To quote the Nobel prize winning economist Paul Krugman: “The short term costs of a trade war tend to be overstated but the long-term consequences of what is happening are bigger than most people seem to realise.
It is hard to justify claims that the trade war will cause a global recession but the Trump tariffs, should they all take effect, could still roll back at least 20-30 years of tariff declines.
Globalisation has been a key factor driving US profit margins higher by depressing US price and wage inflation and by boosting offshore earnings of US companies. This is particularly true for US technology; the sector has the highest percentage of non-US sales, at some 50%. So while US economic data may not be impacted much by the tariff war, the impact on US industrial and tech earnings could be larger. This means there is scope for further market downside if current tariffs remain in place permanently.
However, it does feel like the tariff saga has the makings of an actual tech war now that Trump has issued an executive order laying the ground for US companies potentially being prohibited from using telecoms equipment made by the Chinese company Huawei.

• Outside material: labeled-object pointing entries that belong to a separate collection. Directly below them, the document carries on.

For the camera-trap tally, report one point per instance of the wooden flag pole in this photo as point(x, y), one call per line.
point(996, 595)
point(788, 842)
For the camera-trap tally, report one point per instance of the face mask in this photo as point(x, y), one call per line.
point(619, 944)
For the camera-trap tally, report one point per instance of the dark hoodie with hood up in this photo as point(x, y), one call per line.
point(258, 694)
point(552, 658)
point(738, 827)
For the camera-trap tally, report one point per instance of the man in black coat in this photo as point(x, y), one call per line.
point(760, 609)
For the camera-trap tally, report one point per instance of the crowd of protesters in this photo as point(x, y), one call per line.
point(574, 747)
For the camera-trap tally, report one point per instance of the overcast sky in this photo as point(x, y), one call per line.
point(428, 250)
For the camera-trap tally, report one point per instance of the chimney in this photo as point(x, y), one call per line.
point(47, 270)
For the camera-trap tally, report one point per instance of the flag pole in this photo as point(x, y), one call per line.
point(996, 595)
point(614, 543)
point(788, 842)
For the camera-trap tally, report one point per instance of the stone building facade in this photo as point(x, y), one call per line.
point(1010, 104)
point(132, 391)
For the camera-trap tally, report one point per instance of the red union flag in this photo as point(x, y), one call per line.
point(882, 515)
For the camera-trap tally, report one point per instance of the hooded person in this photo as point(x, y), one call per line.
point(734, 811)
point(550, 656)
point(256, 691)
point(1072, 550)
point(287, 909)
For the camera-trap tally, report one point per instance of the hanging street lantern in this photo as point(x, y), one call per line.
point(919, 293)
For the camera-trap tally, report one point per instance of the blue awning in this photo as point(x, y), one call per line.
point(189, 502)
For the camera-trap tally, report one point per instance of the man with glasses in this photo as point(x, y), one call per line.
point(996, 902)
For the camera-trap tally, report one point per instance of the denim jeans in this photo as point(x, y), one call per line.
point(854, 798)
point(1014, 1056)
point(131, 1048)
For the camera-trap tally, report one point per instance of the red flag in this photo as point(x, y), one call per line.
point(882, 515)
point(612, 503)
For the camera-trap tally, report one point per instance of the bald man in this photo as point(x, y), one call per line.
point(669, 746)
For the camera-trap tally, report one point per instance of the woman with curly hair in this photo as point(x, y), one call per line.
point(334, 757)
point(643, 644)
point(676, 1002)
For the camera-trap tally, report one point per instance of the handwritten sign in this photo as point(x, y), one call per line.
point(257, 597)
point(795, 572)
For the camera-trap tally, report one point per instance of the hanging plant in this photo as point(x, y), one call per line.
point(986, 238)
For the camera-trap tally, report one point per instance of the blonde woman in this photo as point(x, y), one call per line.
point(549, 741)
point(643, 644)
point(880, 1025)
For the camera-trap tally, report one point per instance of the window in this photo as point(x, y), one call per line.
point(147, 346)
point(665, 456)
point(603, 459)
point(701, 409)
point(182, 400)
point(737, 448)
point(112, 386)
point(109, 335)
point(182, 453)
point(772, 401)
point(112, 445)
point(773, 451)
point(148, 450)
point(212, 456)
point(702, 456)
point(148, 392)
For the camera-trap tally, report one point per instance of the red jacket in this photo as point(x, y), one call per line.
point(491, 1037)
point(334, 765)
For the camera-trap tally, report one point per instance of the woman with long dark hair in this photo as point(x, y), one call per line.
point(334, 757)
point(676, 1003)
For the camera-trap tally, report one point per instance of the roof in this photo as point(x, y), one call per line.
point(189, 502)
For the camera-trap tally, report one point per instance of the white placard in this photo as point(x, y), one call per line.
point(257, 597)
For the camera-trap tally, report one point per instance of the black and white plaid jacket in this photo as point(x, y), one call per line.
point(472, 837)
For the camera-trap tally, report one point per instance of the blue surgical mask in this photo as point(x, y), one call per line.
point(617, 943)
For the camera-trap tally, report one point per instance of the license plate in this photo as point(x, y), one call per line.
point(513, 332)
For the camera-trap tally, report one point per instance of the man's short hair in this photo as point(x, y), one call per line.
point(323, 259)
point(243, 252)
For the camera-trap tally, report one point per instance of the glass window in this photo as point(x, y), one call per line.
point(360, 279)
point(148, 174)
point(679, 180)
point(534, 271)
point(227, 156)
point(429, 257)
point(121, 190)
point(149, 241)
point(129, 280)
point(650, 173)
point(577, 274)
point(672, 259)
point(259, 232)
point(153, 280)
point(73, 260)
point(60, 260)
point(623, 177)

It is increasingly likely that the Chinese will see the trade dispute as a US effort to contain China economically as opposed to an effort to level the playing field. Unfortunately for markets, China bashing seems to be very popular with the US electorate and there is a presidential election next year. On the other hand, Trump also wants a strong stock market – or at least not a falling one with the election in mind. Therefore, some analysts have assigned a 60-70% chance that meetings between Trump and Chinese President Xi at the G-20 summit in Japan on June 28th get the trade talks back on track. However, this is no longer a near certainty and between then and now investors are at the mercy of presidential tweets.
On Iran, it is noteworthy that the nuclear accord is at risk of collapse after Tehran announced it would cease to implement some of its commitments under the 2015 agreement. This move came amid rising tensions as America ramps up pressure on the country one year after Trump withdrew the US from the nuclear accord. This move increases the likelihood of a military accident happening in the Middle East, which if it were to occur would be bad for risk assets except for oil. This could also benefit gold (a risk-off asset), which has provided a real return to investors over the last 10 years, 20 years and 30 years.
The bottom line is that without a positive catalyst, the global growth backdrop is not very supportive for further substantial gains in risk assets from here, given current valuations.